Впрочем, однажды я совершенно случайно узнал, что даже монахи остаются людьми.
Как-то ночью брат-погребщик отправил меня за пустой корзиной. Спускаясь в винный погреб, я услышал смех. Осторожно приоткрыв дверь, я увидел нескольких старших братьев, сидевших за небольшим столом. Перед ними стоял кувшин молодого вина, лежали ломти солонины, сыр, вареные овощи и еще теплый хлеб.
Тогда мне показалось, будто я стал свидетелем страшной тайны.
Я был уверен, что утром настоятель непременно узнает обо всем и виновных ждет суровое покаяние. Но никто ничего не сказал. Лишь много лет спустя я понял, что даже самые благочестивые люди остаются людьми. Одни лучше других справляются со своими слабостями, но не существует человека, который вовсе их не имеет.
И все же жизнь наша текла спокойно и размеренно, словно вода в мельничном ручье. Казалось, так будет всегда. Один день почти не отличался от другого, времена года сменяли друг друга, мальчишки взрослели, старые монахи уходили к Господу, а на их место приходили новые. Никто из нас даже представить не мог, что совсем скоро привычный порядок будет нарушен одним-единственным известием.
Это произошло вечером, когда до заката оставалось не больше часа.
Еще утром монастырь жил своей обычной жизнью, но после полудня настоятель неожиданно созвал старших братьев. Вскоре по двору забегали послушники, кухонные слуги потащили из погребов лучшие бочки с вином, в трапезной начали натирать до блеска серебряные кубки, а брат-повар приказал зарезать сразу двух откормленных баранов — неслыханная роскошь для нашего аббатства.
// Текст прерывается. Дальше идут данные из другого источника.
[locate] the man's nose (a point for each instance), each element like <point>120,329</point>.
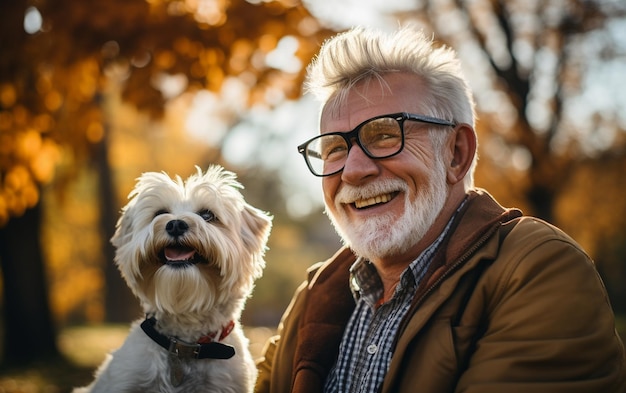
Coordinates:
<point>358,166</point>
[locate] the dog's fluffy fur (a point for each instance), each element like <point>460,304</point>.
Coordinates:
<point>190,251</point>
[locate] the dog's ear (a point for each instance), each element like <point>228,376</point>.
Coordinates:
<point>123,228</point>
<point>256,229</point>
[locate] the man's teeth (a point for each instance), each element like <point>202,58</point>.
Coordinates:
<point>372,201</point>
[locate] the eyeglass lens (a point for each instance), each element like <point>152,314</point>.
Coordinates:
<point>379,138</point>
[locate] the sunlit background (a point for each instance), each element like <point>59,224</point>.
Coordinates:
<point>94,93</point>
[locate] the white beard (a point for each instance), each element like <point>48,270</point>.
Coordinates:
<point>385,235</point>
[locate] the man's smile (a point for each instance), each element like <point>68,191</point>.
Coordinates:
<point>384,198</point>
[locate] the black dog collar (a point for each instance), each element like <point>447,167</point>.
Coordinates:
<point>182,349</point>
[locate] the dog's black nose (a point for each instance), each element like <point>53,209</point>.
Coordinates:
<point>176,228</point>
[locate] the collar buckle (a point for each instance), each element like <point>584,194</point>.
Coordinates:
<point>183,350</point>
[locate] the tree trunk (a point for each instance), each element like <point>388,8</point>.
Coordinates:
<point>120,304</point>
<point>29,332</point>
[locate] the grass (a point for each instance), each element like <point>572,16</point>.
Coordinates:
<point>84,348</point>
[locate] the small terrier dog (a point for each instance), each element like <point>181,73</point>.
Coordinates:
<point>190,251</point>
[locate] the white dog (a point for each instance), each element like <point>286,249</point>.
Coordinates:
<point>190,251</point>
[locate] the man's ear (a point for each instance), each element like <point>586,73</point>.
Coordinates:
<point>462,144</point>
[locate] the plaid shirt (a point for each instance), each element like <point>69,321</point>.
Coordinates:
<point>366,348</point>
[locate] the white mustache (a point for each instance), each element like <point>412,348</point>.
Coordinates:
<point>349,194</point>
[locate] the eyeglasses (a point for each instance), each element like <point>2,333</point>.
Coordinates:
<point>378,137</point>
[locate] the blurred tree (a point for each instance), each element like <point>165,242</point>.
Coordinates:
<point>548,79</point>
<point>59,57</point>
<point>531,62</point>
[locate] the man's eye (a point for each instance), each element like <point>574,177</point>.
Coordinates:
<point>207,215</point>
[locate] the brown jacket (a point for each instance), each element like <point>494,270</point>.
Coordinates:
<point>510,304</point>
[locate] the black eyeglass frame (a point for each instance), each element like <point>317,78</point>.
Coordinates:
<point>400,117</point>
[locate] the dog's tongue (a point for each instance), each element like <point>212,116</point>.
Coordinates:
<point>178,254</point>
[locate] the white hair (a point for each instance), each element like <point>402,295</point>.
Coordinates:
<point>362,54</point>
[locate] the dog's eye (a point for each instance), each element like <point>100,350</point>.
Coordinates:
<point>162,211</point>
<point>207,215</point>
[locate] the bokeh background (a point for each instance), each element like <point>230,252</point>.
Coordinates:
<point>93,93</point>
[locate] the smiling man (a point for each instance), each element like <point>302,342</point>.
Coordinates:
<point>438,288</point>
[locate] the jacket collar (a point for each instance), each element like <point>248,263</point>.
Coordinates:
<point>324,320</point>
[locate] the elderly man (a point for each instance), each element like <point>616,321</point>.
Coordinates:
<point>438,288</point>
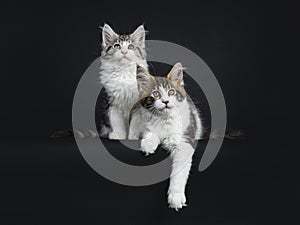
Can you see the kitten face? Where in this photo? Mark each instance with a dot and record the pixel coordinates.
(123, 49)
(161, 94)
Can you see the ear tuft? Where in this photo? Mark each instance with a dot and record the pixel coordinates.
(139, 35)
(176, 74)
(108, 35)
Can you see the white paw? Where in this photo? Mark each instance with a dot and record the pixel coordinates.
(176, 200)
(149, 146)
(133, 136)
(116, 136)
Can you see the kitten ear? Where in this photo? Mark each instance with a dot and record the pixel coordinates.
(108, 35)
(176, 74)
(143, 77)
(138, 36)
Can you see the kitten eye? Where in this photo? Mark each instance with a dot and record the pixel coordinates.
(171, 92)
(117, 46)
(156, 94)
(130, 46)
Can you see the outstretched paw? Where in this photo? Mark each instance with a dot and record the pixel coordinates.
(115, 136)
(148, 146)
(176, 200)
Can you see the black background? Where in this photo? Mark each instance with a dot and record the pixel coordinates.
(46, 48)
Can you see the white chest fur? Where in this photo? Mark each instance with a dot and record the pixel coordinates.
(121, 86)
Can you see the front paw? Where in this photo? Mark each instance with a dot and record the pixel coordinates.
(116, 136)
(148, 146)
(133, 136)
(176, 200)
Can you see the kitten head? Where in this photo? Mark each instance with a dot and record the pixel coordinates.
(123, 49)
(161, 93)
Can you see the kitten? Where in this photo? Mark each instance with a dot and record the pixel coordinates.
(119, 57)
(168, 117)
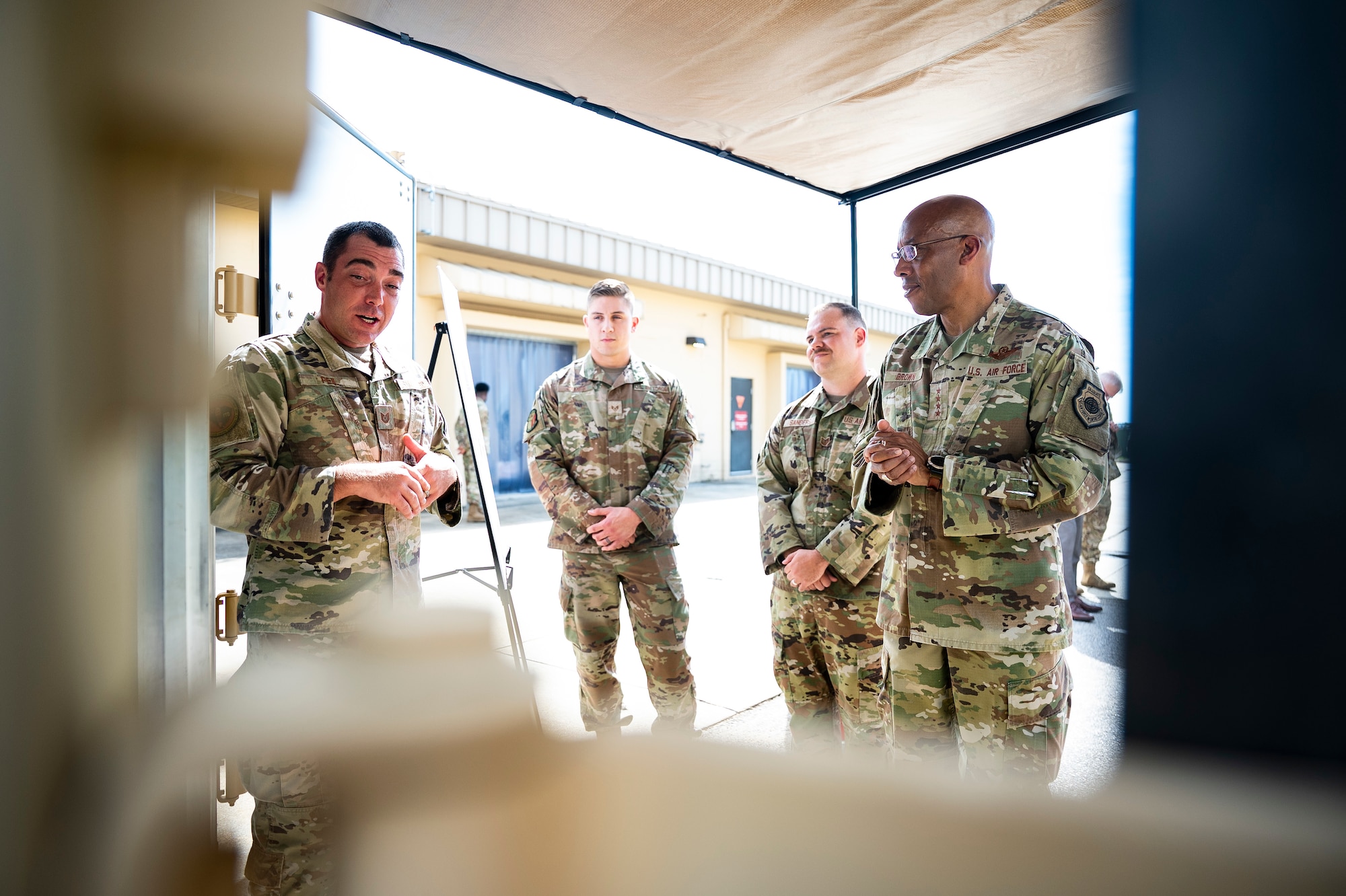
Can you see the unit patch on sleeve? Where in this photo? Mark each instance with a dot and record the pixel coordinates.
(1091, 406)
(224, 415)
Мы, мальчишки, переглядывались, пытаясь понять, что происходит.
Ответ пришел лишь под вечер.
Старый брат-привратник, всю жизнь прослуживший при монастырских воротах, медленно закрыл тяжелые створки, обернулся к нам и, пригладив седую бороду, произнес слова, которые я запомнил на всю жизнь:
— Завтра к нам прибывает сын Завоевателя… Принц Роберт Куртгёз.
И в тот миг я еще не знал, что вместе с ним в монастырские ворота войдет и моя новая судьба.